Bug 2067342

Summary: Pod latency spikes are observed when there is a compaction/leadership transfer
Product: OpenShift Container Platform Reporter: Mohit Sheth <msheth>
Component: NetworkingAssignee: Jaime Caamaño Ruiz <jcaamano>
Networking sub component: ovn-kubernetes QA Contact: Anurag saxena <anusaxen>
Status: CLOSED DEFERRED Docs Contact:
Severity: medium    
Priority: medium CC: dcbw, rsevilla, sdodson, surya
Version: 4.11   
Target Milestone: ---   
Target Release: 4.13.0   
Hardware: Unspecified   
OS: Unspecified   
Whiteboard: perfscale-ovn
Fixed In Version: Doc Type: If docs needed, set a value
Doc Text:
Story Points: ---
Clone Of: Environment:
Last Closed: 2023-03-09 01:15:41 UTC Type: Bug
Regression: --- Mount Type: ---
Documentation: --- CRM:
Verified Versions: Category: ---
oVirt Team: --- RHEL 7.3 requirements from Atomic Host:
Cloudforms Team: --- Target Upstream Version:
Embargoed:
Bug Depends On: 2069108    
Bug Blocks:    

Description Mohit Sheth 2022-03-23 20:14:57 UTC
Description of problem:
When running node-density on a 120 node cluster, we see some spikes in pod 
 ready latency times. These spikes correspond to a southbound DB compaction. During this compaction time the ovn-controller is not able to connect to a leader.

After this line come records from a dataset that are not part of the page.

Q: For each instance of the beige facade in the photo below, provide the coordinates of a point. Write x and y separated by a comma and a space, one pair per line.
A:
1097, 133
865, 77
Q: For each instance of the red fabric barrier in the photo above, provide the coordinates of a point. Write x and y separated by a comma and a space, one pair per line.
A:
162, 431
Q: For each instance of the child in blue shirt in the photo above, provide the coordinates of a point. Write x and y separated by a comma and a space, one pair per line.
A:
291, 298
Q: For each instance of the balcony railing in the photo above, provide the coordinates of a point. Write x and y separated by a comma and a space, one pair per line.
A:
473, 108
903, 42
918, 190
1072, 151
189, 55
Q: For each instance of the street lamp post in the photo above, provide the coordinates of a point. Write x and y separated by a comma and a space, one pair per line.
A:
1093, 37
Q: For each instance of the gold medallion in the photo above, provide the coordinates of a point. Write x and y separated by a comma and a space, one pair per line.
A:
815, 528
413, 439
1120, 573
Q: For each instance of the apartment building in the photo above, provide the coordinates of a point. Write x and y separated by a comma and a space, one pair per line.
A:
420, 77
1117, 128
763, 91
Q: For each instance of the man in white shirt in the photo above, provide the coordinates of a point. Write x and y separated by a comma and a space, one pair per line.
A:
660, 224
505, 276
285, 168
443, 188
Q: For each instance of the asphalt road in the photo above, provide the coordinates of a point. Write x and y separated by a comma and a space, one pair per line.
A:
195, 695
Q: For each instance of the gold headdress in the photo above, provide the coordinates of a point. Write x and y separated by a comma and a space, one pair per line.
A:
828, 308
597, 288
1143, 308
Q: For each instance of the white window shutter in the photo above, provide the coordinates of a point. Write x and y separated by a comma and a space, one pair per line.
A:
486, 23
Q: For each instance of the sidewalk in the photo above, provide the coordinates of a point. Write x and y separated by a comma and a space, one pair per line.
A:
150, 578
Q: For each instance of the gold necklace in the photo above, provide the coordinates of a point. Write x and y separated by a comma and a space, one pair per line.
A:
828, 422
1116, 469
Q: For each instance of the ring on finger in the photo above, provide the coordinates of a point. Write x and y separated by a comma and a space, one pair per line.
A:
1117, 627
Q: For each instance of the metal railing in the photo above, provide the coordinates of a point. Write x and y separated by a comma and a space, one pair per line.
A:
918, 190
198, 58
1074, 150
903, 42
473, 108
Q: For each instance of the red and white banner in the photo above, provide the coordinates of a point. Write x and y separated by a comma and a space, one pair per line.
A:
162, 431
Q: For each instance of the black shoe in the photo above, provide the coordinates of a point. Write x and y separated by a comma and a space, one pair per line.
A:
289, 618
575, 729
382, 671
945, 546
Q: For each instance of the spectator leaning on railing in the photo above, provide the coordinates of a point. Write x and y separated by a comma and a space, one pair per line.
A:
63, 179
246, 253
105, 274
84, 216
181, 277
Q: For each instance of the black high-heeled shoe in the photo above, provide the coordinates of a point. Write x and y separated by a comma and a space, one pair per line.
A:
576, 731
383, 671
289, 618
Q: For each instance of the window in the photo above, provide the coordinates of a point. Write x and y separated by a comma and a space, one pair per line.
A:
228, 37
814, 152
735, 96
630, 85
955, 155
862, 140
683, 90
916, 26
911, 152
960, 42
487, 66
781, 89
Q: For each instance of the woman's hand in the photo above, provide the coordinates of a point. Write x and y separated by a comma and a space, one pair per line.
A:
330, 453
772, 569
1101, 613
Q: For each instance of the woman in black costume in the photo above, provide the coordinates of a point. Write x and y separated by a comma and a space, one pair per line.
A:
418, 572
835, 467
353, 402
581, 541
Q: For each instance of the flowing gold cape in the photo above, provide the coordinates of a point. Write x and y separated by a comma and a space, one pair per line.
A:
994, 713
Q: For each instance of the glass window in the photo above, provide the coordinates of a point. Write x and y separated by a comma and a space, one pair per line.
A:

Version-Release number of selected component (if applicable):
4.11.0-0.nightly-2022-03-20-160505

How reproducible:
Always

Steps to Reproduce:
1. Run node-density-light on a 120 node vluster

Actual results:
Pod ready latency spikes which cause the P99 to go up

Expected results:
A steady pod ready latency during the test

Comment 2 Dan Williams 2022-11-16 17:29:38 UTC
This should be fixed, or made much better, by the parallel compaction in OVS 3.0. Unfortunately, OVS 3.0 is only built for RHEL9 so can't be included in OpenShift 4.12. If we wanted it built for RHEL8, we'd have to drop one of the OVS streams we currently use in OpenShift to free up QE capacity.

Comment 3 Jaime Caamaño Ruiz 2022-11-17 15:24:34 UTC
Tracking https://issues.redhat.com/browse/ART-5075 where RHEL9 is pulled in for OCP 4.13. Once this is done we can bump to OVS 3.0

Comment 4 Jaime Caamaño Ruiz 2023-02-21 14:11:18 UTC
openssl 3 performance regression in RHEL9 we should keeop an eye on. Might affect OVN controll plane connectivity:

https://bugzilla.redhat.com/show_bug.cgi?id=2168224

Comment 6 Shiftzilla 2023-03-09 01:15:41 UTC
OpenShift has moved to Jira for its defect tracking! This bug can now be found in the OCPBUGS project in Jira.

https://issues.redhat.com/browse/OCPBUGS-9185